Wednesday, April 1, 2015

Chicken Stew or Pollo Arvejado

Everyone always asks me what Chilean food is like and there is almost always an underlying assumption that food from Chile is spicy.  Wrong. Very few Chileans (and I know many) that I know, are fans of hot spicey food and this dish is a perfect blend of flavors used in many Chilean meals. Pollo Arvejado is a very typical, and easy, Chilean recipe.  I usually only have about a 30 minute window to cook in on an average weeknight and this one can be done in that time.

2 T olive oil
4 chicken breasts, cut in half or in thirds; most Chileans will use chicken thighs, but I prefer the leaner cut
Salt and Pepper (to taste)
1 large sweet onion, chopped
6 cloves garlic
4-5 large Yukon gold potatoes (about 2 cups, cut up in bite size pieces)
2 large carrots, cut into bite size pieces
2 tsp cumin
2 tsp paprika
1 cup dry white wine or chicken stock
1 cup frozen green peas

Heat oil in large skillet. Sprinkle salt and pepper on both sides of chicken pieces. Cook chicken breast in oil for 2-3 minutes on each side until slightly browned.  

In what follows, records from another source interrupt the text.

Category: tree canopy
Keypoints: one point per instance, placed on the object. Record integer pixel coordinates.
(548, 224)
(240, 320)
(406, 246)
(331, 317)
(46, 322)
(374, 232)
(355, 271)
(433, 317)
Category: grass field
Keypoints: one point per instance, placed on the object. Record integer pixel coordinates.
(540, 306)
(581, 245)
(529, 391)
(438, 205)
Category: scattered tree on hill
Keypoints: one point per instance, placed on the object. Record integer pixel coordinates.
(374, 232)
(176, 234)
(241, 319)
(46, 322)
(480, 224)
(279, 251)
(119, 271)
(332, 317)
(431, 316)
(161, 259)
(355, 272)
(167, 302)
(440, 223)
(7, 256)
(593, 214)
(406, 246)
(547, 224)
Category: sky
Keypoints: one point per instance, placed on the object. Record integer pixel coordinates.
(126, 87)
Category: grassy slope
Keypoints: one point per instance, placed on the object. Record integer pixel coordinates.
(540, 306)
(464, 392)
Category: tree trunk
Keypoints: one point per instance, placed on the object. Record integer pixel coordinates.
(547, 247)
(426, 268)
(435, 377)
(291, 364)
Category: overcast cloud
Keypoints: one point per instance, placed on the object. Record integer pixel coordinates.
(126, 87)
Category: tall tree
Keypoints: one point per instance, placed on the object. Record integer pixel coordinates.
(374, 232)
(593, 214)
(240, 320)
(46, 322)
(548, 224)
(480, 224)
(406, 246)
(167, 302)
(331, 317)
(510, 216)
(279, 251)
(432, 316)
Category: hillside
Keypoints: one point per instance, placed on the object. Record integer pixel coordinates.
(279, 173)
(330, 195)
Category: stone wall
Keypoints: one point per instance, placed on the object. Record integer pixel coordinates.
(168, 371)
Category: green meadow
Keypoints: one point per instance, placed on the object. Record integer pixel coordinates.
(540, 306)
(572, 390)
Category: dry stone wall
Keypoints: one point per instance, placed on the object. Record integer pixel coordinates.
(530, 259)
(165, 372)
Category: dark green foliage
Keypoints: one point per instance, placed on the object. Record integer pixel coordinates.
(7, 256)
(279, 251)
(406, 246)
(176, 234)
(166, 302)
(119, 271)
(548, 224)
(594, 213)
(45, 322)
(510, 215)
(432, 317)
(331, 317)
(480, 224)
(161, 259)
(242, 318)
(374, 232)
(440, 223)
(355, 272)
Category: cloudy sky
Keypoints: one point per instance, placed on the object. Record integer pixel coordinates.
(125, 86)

Add chopped onion and garlic cloves to browned chicken and cook additional 3-4 minutes or until onion becomes translucent.  Be sure to move the onion around the chicken so that it allows the onion juices to form around the meat pieces. 

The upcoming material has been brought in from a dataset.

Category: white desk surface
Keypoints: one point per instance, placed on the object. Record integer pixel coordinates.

Mix cumin and paprika together in a small cup or bowl.  Add potatoes and carrots to the skillet and sprinkle with cumin and paprika mixture. 

Pour wine or chicken stock into pan. Cover and cook for approximately 6-7 minutes.

The dish is ready when the liquid has reduced in half and the chicken is no longer pink in the inside. Add frozen peas to the pan in the last 1-2 minutes of cooking.